I’m actually switching things up a bit in my career. I’m working on a middle-grade book. It’s still right up my alley…monsters, magic, all that fun stuff. It’s just a bit toned down for a different audience.
Was this book inspired by any actual events?
Well, the house that inspired this book was supposedly haunted. And, while I usually don’t believe too much of that stuff, I did have one moment in particular that’s always stuck with me.
I had an old lamp in my room just next to my bed, and it wasn’t unheard of for it to turn off while I was reading at night. I always chalked it up to how old the lamp was. But one night, when I was just about asleep, it came ON. That scared the hell out of me. I think it took me a few hours to doze back off after that.
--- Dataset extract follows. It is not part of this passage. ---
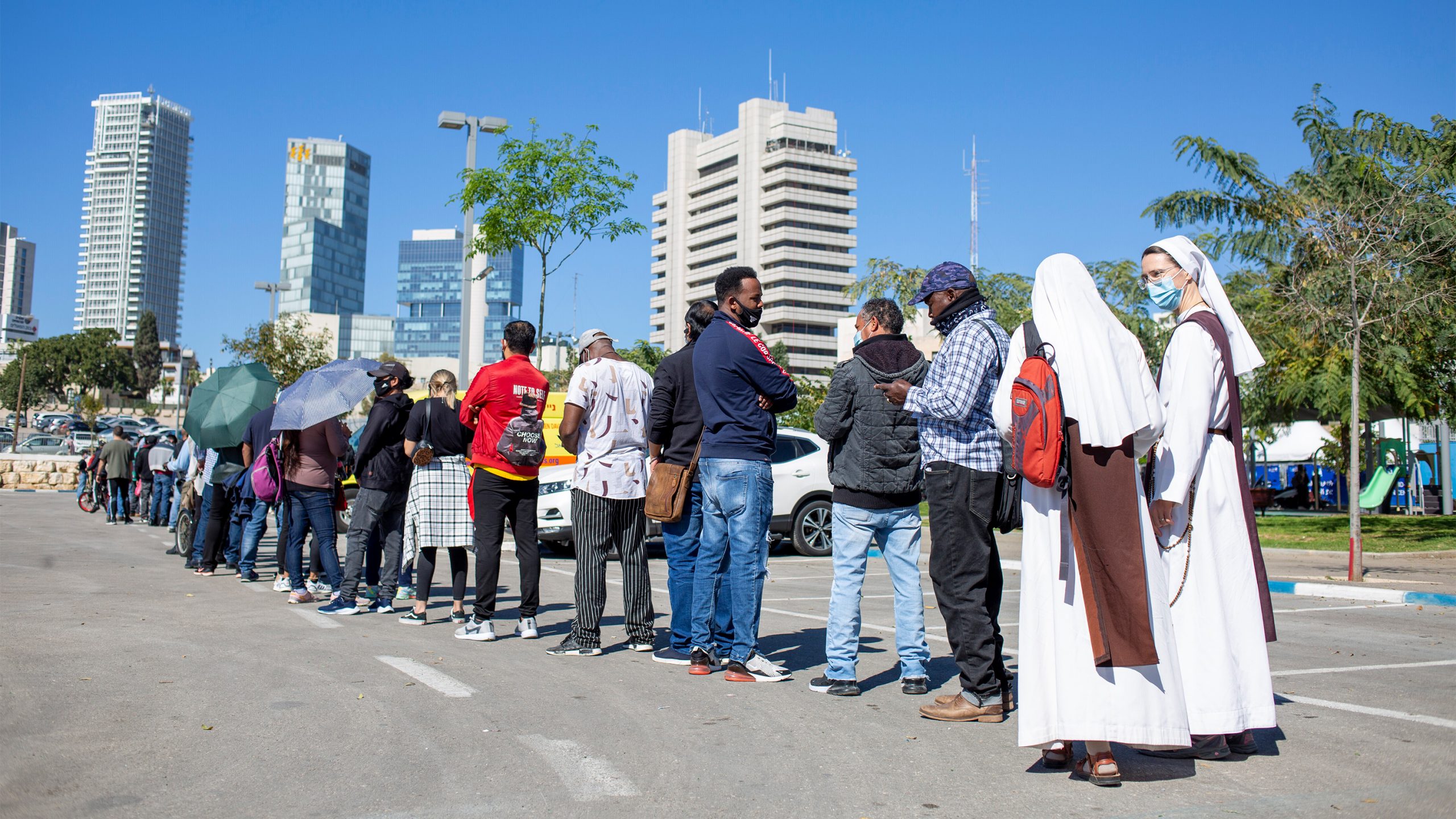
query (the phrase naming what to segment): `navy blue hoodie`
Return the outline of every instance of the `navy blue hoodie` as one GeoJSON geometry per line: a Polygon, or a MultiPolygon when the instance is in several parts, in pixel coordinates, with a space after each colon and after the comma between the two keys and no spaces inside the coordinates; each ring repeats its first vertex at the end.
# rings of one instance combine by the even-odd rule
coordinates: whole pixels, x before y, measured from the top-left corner
{"type": "Polygon", "coordinates": [[[724,310],[697,338],[693,385],[703,411],[700,458],[769,461],[778,433],[773,414],[799,402],[794,379],[767,345],[724,310]],[[759,395],[773,402],[772,411],[759,407],[759,395]]]}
You’ve written several books that focus on children. Any specific reason for that?
I think it just happened naturally. I mean, my kids are young, so I get to see all the things that scare them. My son in particular loves to just talk on and on about scary stuff. There’s something very childlike and innocent about horror stories about kids. I know some people like the gorier stuff (and I do to), but I keep finding myself back in a more fairy tale sort of story. Hopefully, my audience appreciates it.
Being from the South, does that feeling play into your books?
Sometimes it does. I think some of my books could be read as almost geographically neutral, but occasionally, I do drift into a more southern style of story. I think it all depends on how much I want that southern voice to shine through. Several of my books really lean into that.
Is there any sequel potential for One by One?
Not for this one, but I do have several ideas for series that I’d like to get around to. I really like the idea of having a continuing sort of mythology, but it needs to be the right time. I’d really only want to do it if it was distinct and different.
Thank you to D.W. for taking the time to talk to us about the One by One's influences and giving more life to the back story. You can pick up this new FLAME TREE PRESS edition of his book, along with the other September releases now. It will be available in paperback, hardback and ebook. Check out our website for details.
A fan of all things dark and horrific, D.W. Gillespie has been writing horror, sci-fi, and fantasy for longer than he would like to admit. After years of daydreaming, he started taking it seriously in college after a creative writing class helped spark his motivation. After winning a local writing award, he realized that his path forward was clear.
In the years since, he’s been featured in many publications, both online and in print. He’s the author of more than a dozen novels, including The Toy Thief, Still Dark, and Handmade Monsters.
A lifelong native of Middle Tennessee, he still lives there today with his wife and two children.
For One by One, Gillespie was influenced by his experience of moving houses often when growing up. One particular house was supposedly haunted (according to previous tenants) and became specially inspirational, and he knew he wanted it to feature in one of his books as a character in the story.